Il est juste dommage que les effets spéciaux ne suivent pas toujours la démarche scénaristique de la série. Si The Flash est connue pour ses effets spéciaux parfois limites, une sur-abondance des effets par ordinateur fait en sorte que la deuxième saison de la série manque parfois de crédibilité, surtout lors de ses moments les plus héroïques. Et puis, il nous faut continuer à vous noter que la trame sonore de Blake Neely (The Last Samurai) continue à offrir une trame sonore trépidante à la série, même lorsque cette dernière traverse ses heures les plus sombres.
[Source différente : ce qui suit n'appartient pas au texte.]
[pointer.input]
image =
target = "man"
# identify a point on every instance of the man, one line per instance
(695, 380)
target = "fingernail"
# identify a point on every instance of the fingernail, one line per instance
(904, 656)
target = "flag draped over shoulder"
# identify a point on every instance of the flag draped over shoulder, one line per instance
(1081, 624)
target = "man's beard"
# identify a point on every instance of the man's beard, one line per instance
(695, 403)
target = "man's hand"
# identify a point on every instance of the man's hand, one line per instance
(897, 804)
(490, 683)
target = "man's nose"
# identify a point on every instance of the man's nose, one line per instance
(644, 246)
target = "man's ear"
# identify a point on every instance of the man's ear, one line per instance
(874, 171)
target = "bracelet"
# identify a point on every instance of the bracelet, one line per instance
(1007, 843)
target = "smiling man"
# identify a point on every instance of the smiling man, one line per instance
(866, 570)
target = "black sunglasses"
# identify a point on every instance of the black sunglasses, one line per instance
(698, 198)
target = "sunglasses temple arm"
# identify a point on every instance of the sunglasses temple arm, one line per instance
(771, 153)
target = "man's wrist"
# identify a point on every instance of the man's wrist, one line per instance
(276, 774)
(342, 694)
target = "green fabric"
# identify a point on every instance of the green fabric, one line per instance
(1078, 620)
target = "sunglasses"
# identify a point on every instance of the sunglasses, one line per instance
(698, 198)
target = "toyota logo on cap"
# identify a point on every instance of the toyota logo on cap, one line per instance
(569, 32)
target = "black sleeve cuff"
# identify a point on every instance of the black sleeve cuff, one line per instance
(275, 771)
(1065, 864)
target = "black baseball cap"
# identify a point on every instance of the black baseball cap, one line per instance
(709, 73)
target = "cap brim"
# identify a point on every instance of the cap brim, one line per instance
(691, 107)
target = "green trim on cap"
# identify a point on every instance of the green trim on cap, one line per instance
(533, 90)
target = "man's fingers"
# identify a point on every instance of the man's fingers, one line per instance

Pour ce qui est du casting de la série, tous les acteurs «vétérans» de la populaire série continuent à faire de l’excellent travail dans leurs rôles respectifs, surtout Tom Cavanagh (Ed) et Jesse L. Martin (Law & Order) qui ont connu une année assez riche en émotions. Vanessa Williams (Candyman), Tony Tood (Candyman)Shantel VanSanten (One Tree Hill) et Violett Beane (The Leftovers) furent également de bonnes additions au générique de la série dans des rôles assez marquants. Néanmoins, nous ne pouvons pas dire la même chose de Keiynan Lonsdale (Dance Academy) dans le rôle de Wally West. Même chose pour Teddy Sears (24: Legacy) qui est une erreur de casting dans le rôle de Jay Garrick alors que l’acteur se contente d’être la belle gueule de service.

Certes, la deuxième saison de The Flash n’est pas parfaite. Les scénaristes de la série se sont contentés de faire le minimum syndical en faisant essentiellement un remake de la première saison en y ajoutant des éléments provenant de Terre-2, le nouveau monde parallèle préféré de ce programme télévisuel. Nous ressortons de cette saison avec une impression de déjà vu alors que nous assistons à une intrigue n’offrant peu de surprises. Heureusement, les premières images de la prochaine saison semble montrer une correction de la trajectoire narrative. Il reste plus qu’à espérer que The Flash ne connaisse pas le même sort qu’Arrow, sa grande sœur…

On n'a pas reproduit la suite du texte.